Lo que vino después es historia más conocida: obras clave, tanto de ficción (sobre todo Respiración artificial, novela de 1980 que enseguida se convirtió en un verdadero clásico moderno) como sus ensayos, que forjaron una manera de leer la literatura argentina en particular y la literatura toda, sin adjetivaciones, en general.

SEIS. Sobre la mesa —junto al cuadernito de tapas blandas, negras, forrado en una especie de cuerina sintética, que hace un rato me mostró— descansan Memoria de Ulises, de François Hartog, y Benjamin y Brecht, historia de una amistad, de Erdmut Wizisla.

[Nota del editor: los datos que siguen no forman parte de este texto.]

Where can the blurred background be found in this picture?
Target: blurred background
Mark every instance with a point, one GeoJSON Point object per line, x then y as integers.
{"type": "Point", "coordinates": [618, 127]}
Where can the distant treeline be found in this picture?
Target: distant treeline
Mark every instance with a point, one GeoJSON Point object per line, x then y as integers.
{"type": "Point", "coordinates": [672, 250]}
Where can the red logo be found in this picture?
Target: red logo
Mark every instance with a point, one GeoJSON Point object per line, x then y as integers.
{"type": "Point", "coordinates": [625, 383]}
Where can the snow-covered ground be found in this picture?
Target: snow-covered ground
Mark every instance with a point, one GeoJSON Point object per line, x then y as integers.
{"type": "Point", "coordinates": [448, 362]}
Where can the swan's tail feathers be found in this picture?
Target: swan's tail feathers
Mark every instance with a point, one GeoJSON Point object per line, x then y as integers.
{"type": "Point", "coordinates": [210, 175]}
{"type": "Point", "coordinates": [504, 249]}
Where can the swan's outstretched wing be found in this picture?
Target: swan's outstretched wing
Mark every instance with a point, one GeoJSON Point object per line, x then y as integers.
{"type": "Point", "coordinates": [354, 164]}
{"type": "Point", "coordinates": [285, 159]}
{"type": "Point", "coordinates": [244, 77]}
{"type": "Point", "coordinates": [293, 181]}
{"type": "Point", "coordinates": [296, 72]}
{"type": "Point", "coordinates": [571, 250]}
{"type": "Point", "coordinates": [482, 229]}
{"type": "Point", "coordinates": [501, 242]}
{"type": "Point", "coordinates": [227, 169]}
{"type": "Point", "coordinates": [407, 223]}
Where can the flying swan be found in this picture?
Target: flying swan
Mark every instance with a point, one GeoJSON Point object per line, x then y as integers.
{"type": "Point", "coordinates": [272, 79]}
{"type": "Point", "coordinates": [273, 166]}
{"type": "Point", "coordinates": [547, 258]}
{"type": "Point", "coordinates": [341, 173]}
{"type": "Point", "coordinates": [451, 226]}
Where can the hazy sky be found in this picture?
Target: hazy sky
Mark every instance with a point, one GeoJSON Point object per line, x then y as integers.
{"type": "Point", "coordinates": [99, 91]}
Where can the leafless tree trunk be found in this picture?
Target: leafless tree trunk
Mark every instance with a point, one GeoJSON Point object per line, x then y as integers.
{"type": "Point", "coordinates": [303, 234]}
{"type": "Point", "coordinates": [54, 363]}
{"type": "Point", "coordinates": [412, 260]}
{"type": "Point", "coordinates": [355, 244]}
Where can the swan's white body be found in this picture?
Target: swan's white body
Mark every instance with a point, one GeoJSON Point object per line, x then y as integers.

Un atisbo al océano de lecturas del escritor, como también lo es la biblioteca que oficia de testigo de la charla, en la que se destacan volúmenes de Roberto Arlt, Thomas Pynchon, Macedonio Fernández, Don DeLillo, Witold Gombrowicz y un multitudinario etcétera.

La entrevista ocurrió hace tres años. Por entonces Piglia trabajaba en Blanco nocturno, novela que finalmente vio la luz, con notable éxito de crítica, el año pasado. Le pregunté por el futuro: ¿Después qué?

—Después me gustaría escribir tres o cuatro nouvelles, un libro de ensayos, y más tarde dedicarme al Diario, ver si puedo dejarlo en un estado más o menos publicable. El Diario tiene la virtud y el peligro de sustituir la literatura: hay que tener cuidado. Pero, a la vez, es un tipo de experiencia que a mí me interesa mucho. Me imagino que en algún momento, pronto, en los próximos años, me dedicaré a tomar esos cuadernos y copiarlos.

—¿La idea es publicarlo como un libro de ficción?
—No. Espero que no. Tengo algunas ideas, que todavía no puedo anticipar, de cómo publicarlo. Los hechos serían los hechos y lo que yo he escrito sería lo que yo he escrito. Ni siquiera reescribiría. Me parece que lo que hay que hacer es sencillamente un montaje. Creo que lo más parecido a eso es la experiencia de los cineastas.

¿Imaginaba Piglia que su diario iba a aparecer como un folletín en el suplemento literario de un periódico español? Quién sabe. Lo cierto es que ahí está, publicándolo, como un detective que decide exhibir sus archivos en su propio y privado Wikileaks. Manías de uno…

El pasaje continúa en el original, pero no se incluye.